In 2011 Michael Corcoran published a paper proposing an alternative narrative for Carstown. Based on evidence from other contemporaneous buildings in Ireland and England, he suggests the core of the structure could be a late-mediaeval house dating from the late 15th or early 16th century. It would have been a relatively modest gabled rectangular domestic residence but not so greatly different from what can be seen today. The main floor would already have been over a raised basement with attic space above, accessed as now through a door approximately two-thirds along the front towards the eastern end. ‘It is uncertain whether the original entrance would have been elevated, accessed by a staircase for which the current one is a replacement. It is quite possible that the original entrance was at ground-level, possibly through the opening beneath the current stairs. The building would have been heated by at least three fireplaces, one at each gable end and another – the largest – along the back wall of the house, possibly serving a great hall.’ Thus, Corcoran submits, Carstown most likely underwent a remodelling around 1612, with the two stones carrying this date being inserted to mark that occasion, as well perhaps as the marriage of Oliver Plunkett and Katherine Hussey. Jacobean taste would have led to the insertion of larger windows and perhaps the gabled dormers were added at the same time, both to increase light and to provide additional living space. ‘It is at this point, also, that we see probably the earliest appearance of brick at the site, which was used in carefully selected places such as at the tops of the chimneys and in a thin course beneath the eaves of the roof. It is likely that the building remained in this form up until the eighteenth and nineteenth centuries, during which there were successive periods of remodelling and extending.’
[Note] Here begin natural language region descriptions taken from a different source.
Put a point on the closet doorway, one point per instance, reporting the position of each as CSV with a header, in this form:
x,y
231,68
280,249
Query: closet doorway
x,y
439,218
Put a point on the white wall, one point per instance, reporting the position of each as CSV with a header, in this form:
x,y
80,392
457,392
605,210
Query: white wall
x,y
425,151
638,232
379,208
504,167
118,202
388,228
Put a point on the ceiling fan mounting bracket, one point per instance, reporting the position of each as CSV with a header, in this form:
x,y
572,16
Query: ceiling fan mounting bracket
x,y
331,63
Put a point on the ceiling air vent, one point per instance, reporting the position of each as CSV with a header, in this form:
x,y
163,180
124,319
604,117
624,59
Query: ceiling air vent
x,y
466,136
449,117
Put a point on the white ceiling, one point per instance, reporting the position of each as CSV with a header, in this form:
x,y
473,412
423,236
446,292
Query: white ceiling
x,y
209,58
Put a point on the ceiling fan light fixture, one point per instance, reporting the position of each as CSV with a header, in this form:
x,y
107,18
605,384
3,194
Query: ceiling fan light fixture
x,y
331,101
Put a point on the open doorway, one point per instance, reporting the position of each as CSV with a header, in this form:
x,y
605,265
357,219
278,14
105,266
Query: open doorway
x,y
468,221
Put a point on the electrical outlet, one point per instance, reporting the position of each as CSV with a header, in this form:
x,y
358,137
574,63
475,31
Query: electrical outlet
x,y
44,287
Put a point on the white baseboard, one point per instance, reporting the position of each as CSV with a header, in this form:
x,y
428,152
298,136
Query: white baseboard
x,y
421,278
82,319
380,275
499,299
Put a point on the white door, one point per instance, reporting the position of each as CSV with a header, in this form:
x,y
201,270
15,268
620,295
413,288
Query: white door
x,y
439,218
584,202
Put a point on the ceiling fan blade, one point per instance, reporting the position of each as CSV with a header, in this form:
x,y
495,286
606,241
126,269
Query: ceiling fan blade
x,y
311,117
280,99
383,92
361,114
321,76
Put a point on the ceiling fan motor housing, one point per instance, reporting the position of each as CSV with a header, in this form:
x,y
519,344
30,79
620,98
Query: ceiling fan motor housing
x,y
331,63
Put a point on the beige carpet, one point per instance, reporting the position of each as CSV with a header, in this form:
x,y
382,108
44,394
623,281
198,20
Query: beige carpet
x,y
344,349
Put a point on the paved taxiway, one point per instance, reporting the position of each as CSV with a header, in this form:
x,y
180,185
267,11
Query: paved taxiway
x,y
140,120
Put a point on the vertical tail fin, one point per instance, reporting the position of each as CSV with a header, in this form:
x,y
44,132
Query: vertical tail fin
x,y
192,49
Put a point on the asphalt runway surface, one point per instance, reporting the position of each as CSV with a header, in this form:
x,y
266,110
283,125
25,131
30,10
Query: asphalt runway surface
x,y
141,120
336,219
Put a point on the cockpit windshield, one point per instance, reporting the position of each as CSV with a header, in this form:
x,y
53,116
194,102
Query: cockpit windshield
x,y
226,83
If Michael Corcoran’s hypothesis about Carstown’s origins holds up under further investigation, then as he writes, ‘it would not only make this rural dwelling unique within the north Pale region, but would place it within a site-type that is vastly under represented in the Irish countryside and under-appreciated in Irish academia.’ The likelihood of that further investigation taking place grows slimmer by the day because Carstown is now in perilous condition. The house was occupied until relatively recently (the photograph top was taken in the 1940s) and it still has electricity; there is even a television aerial on the roof indicating occupancy in the not-too distant past. But as always in our damp climate, lack of constant residency rapidly takes its toll on a building, not least because it then becomes vulnerable to vandalism. This clearly happened at Carstown, so the present owners took the step of blocking up all openings with cement blocks, although limited access to the interior is still possible. Limited because it is no longer safe to venture above the basement and therefore impossible to know the condition of 18th century joinery and plasterwork still in place less than twenty years ago, not to mention the great chimneypiece with its keystone carrying the date 1612. At some point in the past six months lead was stripped from the roof, along with a set of gates beyond the yard, probably by metal thieves. This has exacerbated the house’s decline as large numbers of slates have come free, leaving the floors below exposed to the elements. Time is running out for Carstown, a house that in other jurisdictions would be cherished for its rarity. Unless intervention occurs within the coming year the building is likely to slip into irreversible decline. All those who could and should play a part to ensure its survival, not least the owners and the local authority, need to understand that by failing to act now they are not only diminishing the nation’s architectural heritage but depriving future generations of better understanding our complex history. Take a good look at that date stone: it could soon be replaced by another marking the demise of Carstown.